Já o advogado Tiago Duarte acredita que os requisitos de proporcionalidade estão preenchidos, ainda assim sublinha que isto não quer dizer que não fosse preferível que o Parlamento/Governo tivessem já aprovado uma lei expressamente pensada para estas restrições a direitos fundamentais em caso de pandemia.
“Neste caso, creio que o facto de a lei de proteção civil permitir expressamente essa limitação ao direito de circulação em situações de estado de calamidade como é aquele em que nos encontramos, associado ao facto de se pretender salvaguardar um direito fundamental como é o direito à saúde autoriza esta medida, desde que a mesma seja considerada adequada, razoável e não seja excessiva. Ora no caso concreto creio que estes requisitos de proporcionalidade estão preenchidos”, notou o constitucionalista.
Segundo explicou Tiago Duarte ao ECO/Advocatus, a suspensão de direitos fundamentais exige a existência de um Estado de Emergência, mas segundo a Constituição da República Portuguesa a restrição desses direitos já não. Ou seja, neste caso em concreto existe uma limitação ao direito de deslocação que é permitida desde que esteja prevista na lei, que salvaguarda de outros direitos constitucionais e que seja proporcional aos fins em vista.
Governo recusa inconstitucionalidade
Esta sexta-feira, o Governo recusou a existência de qualquer inconstitucionalidade na medida que impõe limites à circulação na AML, alegando que essas restrições estão “expressamente previstas” na Lei de Bases da Proteção Civil.

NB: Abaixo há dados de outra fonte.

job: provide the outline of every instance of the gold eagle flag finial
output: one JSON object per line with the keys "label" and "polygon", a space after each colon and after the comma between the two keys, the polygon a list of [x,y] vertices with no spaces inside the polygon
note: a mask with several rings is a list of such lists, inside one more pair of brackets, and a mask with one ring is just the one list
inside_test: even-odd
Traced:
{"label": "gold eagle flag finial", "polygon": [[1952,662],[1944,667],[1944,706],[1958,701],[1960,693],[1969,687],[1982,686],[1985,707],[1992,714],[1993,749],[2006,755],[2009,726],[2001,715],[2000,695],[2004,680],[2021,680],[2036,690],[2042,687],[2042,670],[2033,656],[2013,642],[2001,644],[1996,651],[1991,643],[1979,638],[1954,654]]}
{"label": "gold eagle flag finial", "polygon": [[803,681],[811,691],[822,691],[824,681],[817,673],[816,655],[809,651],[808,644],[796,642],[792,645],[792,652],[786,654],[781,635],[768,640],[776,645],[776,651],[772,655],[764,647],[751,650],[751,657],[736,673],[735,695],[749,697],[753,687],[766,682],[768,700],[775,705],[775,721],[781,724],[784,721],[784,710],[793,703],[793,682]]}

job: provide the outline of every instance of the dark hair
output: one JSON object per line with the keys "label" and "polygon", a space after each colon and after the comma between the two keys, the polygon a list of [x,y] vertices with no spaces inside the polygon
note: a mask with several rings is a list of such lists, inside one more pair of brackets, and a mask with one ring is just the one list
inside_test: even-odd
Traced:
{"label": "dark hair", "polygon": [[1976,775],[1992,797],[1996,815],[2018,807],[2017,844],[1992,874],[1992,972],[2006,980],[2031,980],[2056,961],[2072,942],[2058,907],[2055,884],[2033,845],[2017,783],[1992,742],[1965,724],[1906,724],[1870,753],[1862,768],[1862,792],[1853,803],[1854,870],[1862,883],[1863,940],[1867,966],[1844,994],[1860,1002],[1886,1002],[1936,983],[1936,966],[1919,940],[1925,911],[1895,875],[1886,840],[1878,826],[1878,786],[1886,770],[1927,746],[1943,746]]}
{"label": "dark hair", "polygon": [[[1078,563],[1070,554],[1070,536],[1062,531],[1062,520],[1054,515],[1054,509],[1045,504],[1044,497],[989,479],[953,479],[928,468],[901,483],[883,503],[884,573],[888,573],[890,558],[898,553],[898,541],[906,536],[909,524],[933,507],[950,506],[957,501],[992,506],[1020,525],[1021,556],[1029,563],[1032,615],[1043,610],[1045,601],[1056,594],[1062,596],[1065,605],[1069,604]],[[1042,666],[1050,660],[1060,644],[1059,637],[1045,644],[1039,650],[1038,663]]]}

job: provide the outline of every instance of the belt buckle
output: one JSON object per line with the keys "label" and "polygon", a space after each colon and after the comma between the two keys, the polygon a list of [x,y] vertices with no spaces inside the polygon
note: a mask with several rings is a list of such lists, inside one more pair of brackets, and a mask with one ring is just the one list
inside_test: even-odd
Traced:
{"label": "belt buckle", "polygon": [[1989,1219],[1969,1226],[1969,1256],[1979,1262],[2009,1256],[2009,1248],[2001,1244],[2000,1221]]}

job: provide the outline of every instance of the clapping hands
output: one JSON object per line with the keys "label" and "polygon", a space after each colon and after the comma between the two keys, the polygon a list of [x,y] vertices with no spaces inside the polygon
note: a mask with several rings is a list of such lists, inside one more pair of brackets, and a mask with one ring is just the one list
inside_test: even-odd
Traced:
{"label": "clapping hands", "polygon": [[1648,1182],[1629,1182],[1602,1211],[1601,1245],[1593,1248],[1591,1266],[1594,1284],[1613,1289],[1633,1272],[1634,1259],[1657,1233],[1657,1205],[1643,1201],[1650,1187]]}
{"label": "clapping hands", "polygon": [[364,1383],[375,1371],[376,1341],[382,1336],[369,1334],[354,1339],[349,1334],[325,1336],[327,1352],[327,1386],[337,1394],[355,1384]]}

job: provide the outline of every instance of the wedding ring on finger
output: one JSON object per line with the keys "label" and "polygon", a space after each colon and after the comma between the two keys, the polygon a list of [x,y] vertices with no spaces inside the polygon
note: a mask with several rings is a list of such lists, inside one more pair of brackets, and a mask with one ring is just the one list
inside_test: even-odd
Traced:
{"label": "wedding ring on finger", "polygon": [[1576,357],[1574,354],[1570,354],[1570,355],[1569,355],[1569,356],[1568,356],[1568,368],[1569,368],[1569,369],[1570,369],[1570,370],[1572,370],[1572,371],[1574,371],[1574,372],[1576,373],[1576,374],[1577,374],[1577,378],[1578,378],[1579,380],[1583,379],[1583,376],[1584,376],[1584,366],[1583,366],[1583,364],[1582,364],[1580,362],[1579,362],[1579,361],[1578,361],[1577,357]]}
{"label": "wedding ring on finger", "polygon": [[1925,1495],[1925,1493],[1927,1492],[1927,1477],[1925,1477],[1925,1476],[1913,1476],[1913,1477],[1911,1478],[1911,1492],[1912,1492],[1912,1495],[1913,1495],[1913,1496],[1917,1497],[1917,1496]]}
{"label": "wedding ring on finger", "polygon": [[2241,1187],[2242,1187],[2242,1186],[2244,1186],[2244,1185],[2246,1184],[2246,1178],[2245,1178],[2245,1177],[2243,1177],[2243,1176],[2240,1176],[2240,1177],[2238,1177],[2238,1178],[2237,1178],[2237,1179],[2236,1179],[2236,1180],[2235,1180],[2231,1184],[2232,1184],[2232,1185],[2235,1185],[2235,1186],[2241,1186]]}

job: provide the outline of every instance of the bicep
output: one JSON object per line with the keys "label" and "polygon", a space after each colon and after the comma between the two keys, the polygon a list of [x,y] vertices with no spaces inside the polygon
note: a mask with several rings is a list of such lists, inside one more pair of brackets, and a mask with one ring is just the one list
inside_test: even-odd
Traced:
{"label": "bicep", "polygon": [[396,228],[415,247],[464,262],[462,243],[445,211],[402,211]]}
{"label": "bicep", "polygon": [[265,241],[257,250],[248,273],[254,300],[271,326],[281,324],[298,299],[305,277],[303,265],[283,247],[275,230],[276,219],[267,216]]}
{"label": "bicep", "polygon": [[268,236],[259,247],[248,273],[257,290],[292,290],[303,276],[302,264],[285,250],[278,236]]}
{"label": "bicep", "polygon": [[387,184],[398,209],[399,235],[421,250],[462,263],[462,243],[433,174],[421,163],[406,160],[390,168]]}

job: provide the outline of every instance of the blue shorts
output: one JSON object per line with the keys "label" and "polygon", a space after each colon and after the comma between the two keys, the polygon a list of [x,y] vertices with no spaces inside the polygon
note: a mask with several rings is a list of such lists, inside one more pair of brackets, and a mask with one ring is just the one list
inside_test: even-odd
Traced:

O secretário de Estado adjunto do primeiro-ministro, Tiago Antunes, em declarações à Agência Lusa, discordou em absoluto da posição de Luís Menezes Leitão.
“Os limites à circulação estão expressamente previstos na Lei de Bases da Proteção Civil como uma das medidas típicas da situação de calamidade. Tratando-se de uma medida prevista em lei aprovada pela Assembleia da República, não há qualquer inconstitucionalidade”, sublinhou Tiago Antunes à Lusa.
Para secretário de Estado dos Assuntos Parlamentares, “há base legal expressa” nesta medida e recordou que em Portugal, “por diversas vezes”, durante a pandemia da covid-19, “já houve limites à circulação entre concelhos fora da vigência do estado de emergência”.
As restrições de circulação de e para a AML aplicam-se a partir das 15 horas desta sexta-feira e estendem-se até às 6 horas de segunda-feira.